Casella Waste Systems Inc., Rutland, Vermont, has shared its financial results for the second quarter of 2020. Revenues were $188.8 million for the quarter, up $1.3 million or 0.7 percent, from the same period in 2019.
“The last several months have been a challenging time, and I am extremely proud of our 2,500 dedicated employees, especially our frontline team members who have worked hard to effectively service our customers while meeting our high safety and environmental standards,” Casella Chairman and CEO John W. Casella says. “Our No.1 priority has been, and will continue to be, keeping our people and the communities where we operate safe and healthy. We are accomplishing this by strictly adhering to CDC (Centers for Disease Control and Prevention) recommendations and state executive orders, utilizing appropriate personal protective equipment, following exposure reduction plans for each frontline role and increasing disinfectant procedures."
Q2 highlights
- Overall solid waste pricing for the quarter was up 4.4 percent, with collection pricing up 4.3 percent, and landfill pricing up 6.2 percent, from the same period in 2019.
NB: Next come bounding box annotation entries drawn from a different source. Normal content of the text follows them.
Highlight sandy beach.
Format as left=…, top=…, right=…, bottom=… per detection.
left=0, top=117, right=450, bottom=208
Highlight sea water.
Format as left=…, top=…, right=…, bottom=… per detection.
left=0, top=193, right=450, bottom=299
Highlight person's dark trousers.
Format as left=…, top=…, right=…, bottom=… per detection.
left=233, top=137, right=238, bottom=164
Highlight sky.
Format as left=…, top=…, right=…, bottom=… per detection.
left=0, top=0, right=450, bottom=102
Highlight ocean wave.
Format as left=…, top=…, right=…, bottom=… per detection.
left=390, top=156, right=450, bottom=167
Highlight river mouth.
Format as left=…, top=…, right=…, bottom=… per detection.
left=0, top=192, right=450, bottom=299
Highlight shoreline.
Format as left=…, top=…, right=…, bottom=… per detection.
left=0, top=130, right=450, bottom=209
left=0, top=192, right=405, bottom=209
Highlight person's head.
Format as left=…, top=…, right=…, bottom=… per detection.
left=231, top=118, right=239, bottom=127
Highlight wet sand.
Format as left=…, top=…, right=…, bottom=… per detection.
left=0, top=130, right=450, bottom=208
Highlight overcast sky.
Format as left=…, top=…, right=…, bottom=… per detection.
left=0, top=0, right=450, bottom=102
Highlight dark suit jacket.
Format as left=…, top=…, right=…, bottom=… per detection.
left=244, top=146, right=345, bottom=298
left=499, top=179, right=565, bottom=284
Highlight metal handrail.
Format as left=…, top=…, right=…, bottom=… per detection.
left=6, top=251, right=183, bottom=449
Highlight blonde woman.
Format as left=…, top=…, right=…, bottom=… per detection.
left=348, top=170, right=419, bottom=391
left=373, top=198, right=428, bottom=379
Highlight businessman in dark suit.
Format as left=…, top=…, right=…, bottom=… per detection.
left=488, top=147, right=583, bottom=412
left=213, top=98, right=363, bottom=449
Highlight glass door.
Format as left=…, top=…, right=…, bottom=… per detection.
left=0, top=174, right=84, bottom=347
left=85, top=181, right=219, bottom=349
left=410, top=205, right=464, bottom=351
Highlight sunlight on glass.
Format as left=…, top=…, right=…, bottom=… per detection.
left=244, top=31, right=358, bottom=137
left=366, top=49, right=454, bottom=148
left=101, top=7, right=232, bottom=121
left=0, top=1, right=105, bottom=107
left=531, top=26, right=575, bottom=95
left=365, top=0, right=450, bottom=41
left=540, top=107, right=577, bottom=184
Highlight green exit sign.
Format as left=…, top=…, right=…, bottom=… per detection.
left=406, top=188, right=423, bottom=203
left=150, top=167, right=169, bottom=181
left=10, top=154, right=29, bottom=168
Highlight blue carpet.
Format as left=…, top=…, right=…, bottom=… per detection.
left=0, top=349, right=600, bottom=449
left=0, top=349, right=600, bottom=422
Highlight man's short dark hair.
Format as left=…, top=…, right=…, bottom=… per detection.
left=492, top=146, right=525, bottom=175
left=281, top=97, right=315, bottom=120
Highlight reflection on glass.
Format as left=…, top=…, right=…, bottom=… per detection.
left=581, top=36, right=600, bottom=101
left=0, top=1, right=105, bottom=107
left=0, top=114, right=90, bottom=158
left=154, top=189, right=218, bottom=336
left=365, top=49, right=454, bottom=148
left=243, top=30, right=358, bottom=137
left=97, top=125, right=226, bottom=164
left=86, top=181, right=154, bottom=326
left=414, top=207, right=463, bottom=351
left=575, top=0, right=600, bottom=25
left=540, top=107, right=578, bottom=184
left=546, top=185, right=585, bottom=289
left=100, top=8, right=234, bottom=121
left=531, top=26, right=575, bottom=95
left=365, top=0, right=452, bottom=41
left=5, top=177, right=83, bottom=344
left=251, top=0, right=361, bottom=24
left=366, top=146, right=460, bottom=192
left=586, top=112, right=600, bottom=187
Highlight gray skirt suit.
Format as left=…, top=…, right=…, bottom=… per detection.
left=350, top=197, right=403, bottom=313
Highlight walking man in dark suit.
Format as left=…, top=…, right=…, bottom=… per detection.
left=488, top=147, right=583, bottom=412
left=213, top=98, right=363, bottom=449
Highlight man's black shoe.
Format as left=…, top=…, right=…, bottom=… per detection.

- Net income was $12.1 million for the quarter, up $0.2 million or 1.7 percent, from the same period in 2019.
- Adjusted EBITDA (earnings before interest, taxes, depreciation and amortization), a non-GAAP (generally accepted accounting principles) measure, was $44 million for the quarter, up $3.6 million or 8.9 percent, from the same period in 2019.
- Net cash provided by operating activities was $62.5 million for the year-to-date period, up $24.2 million or 63.4 percent, from the same period in 2019.
“We entered the COVID-19 crisis as a strong company with an experienced and well-balanced team, excellent culture and core values, a solid balance sheet with sufficient liquidity, robust cash flow generation, effective risk management programs, stable business processes and consistent strategic execution,” Casella says. “As an essential service provider, we have continued to operate effectively through this period and have not experienced significant revenue declines, with approximately 85 percent of our revenues from stable recurring sources.
“Effective Jan. 1, 2020, we completed the realignment of our recycling, organics and customer solutions groups into the newly formed Resource Solutions segment,” Casella says. “This is an important long-term strategic move to ensure that our resource-oriented teams are well-aligned as they help customers achieve their sustainability goals. During the second quarter, our team did a great job accelerating our mid-term plans to leverage cost synergies across operations, sales and the back-office.”
2020 outlook
Casella says, “Our guidance ranges assume a stable to modestly improving economic environment for the remainder of the year. And the guidance ranges do not contemplate a severe relapse of the COVID-19 pandemic or new stay-at-home orders shutting down commercial and economic activity again through the remainder of 2020 in our markets."
The company provided guidance for the fiscal year by estimating the following:
- revenue between $755 million and $770 million (as compared with $743.3 million in the fiscal year ended Dec. 31, 2019);
- net income between $23 million and $28 million (as compared with $31.7 million in fiscal year 2019);
- adjusted EBITDA of between $158 million and $163 million (as compared with $156.5 million in fiscal year 2019);
- net cash provided by operating activities of between $122 million and $126 million (as compared with $116.8 million in fiscal year 2019); and
- adjusted free cash flow between $53 million and $57 million (as compared with $55.5 million in fiscal year 2019).
“We experienced a rapid recovery in business activity from late April through mid-June as the stay-at-home orders were first lifted; however, this rebound has flattened through July and we do not expect our normal seasonal business uptick from the second to third quarter," Casella says. "Further, we expect certain operating expenses to increase through the remainder of the year, such as higher container weights in the commercial line-of-business, lower operating efficiencies due to traffic increases and higher fuel costs.”